Salazar: Without Bush administration, oil industry no longer 'kings of world'
The Obama administration will expand environmental reviews before leasing federal lands to the oil and gas industry, Interior Secretary Ken Salazar announced Wednesday.
The environmental studies are one of several new policies announced by Salazar that drew immediate rebukes from the industry and highlighted the shift at Interior from the Bush administration, which was close to oil and gas companies.
Salazar highlighted the contrast
with the last administration, and hailed the expanded environmental studies as
evidence that oil companies have seen their influence on federal leasing
decisions wane.
“The difference is that under the prior administration, the oil and gas industry were essentially the kings of the world.

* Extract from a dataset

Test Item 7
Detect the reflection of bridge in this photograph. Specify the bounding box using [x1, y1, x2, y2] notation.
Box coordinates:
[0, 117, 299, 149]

Whatever they wanted to happen essentially happened. This department was essentially a handmaiden of the oil and gas industry,” he said on a conference call with reporters.
“We have brought that to an end."
Under the new procedures announced
by Salazar, Interior staff will conduct more detailed reviews of whether
development would be harmful to lands and wildlife, including more
on-the-ground visits.
The policies also pare back waivers from environmental analysis for some
oil and gas activities that were authorized under a major 2005 energy law, and
emphasize leasing in already-developed regions rather than new areas. The new
policies will affect leasing and development decisions in energy-rich states
where the federal government is a major landowner, including Colorado, Utah and
Wyoming.
Industry groups said the shift would hurt the economy and make it more difficult to lessen U.S. dependence on foreign energy sources.
“In what has become increasingly
familiar double-talk from this administration, Interior Secretary Salazar today
again spoke of the importance of domestic oil and natural gas, while making it
more difficult to produce American oil and gas, put more Americans back to work
and help restore our nation’s economy,” said Jack Gerard, president of the
American Petroleum Institute, the industry’s biggest trade group.
“Under the guise of offering certainty for investors, Interior Secretary
Salazar has taken steps to further delay and limit American energy resources
for all Americans,” he added.
An alphabet soup of other industry groups — the Independent Petroleum
Association of Mountain States, the Consumer Energy Alliance and the
Independent Petroleum Association of America — issued similar statements
alleging the plans would stymie development.
Initial reaction from Capitol Hill was divided.
“I applaud Secretary Salazar for
taking some thoughtful and strategic actions that will both boost energy
production on public lands and maintain the integrity of these lands for all of
the other multiple uses that are so important to all Americans, including those
of us in New Mexico and the West,” said Senate Energy and Natural Resources
Committee Chairman Jeff Bingaman (D-N.M.).
But Sen. Lisa Murkowski (R-Alaska), the committee’s top Republican, criticized
the new policies.
“Interior Secretary Salazar claims the changes announced today will provide
certainty, but the only certainty they provide is that more production will be
driven overseas,” said Murkowski spokesman Robert Dillon.
Salazar said he was hopeful that the changes would expand environmental protection while reducing the number of parcels that are subject to administrative and legal challenges, which have ballooned over the last decade.
Salazar was among the centrists in the Democratic
caucus when he was a Colorado senator, but his tenure as Interior secretary has
been marked by sharp exchanges with industry trade groups.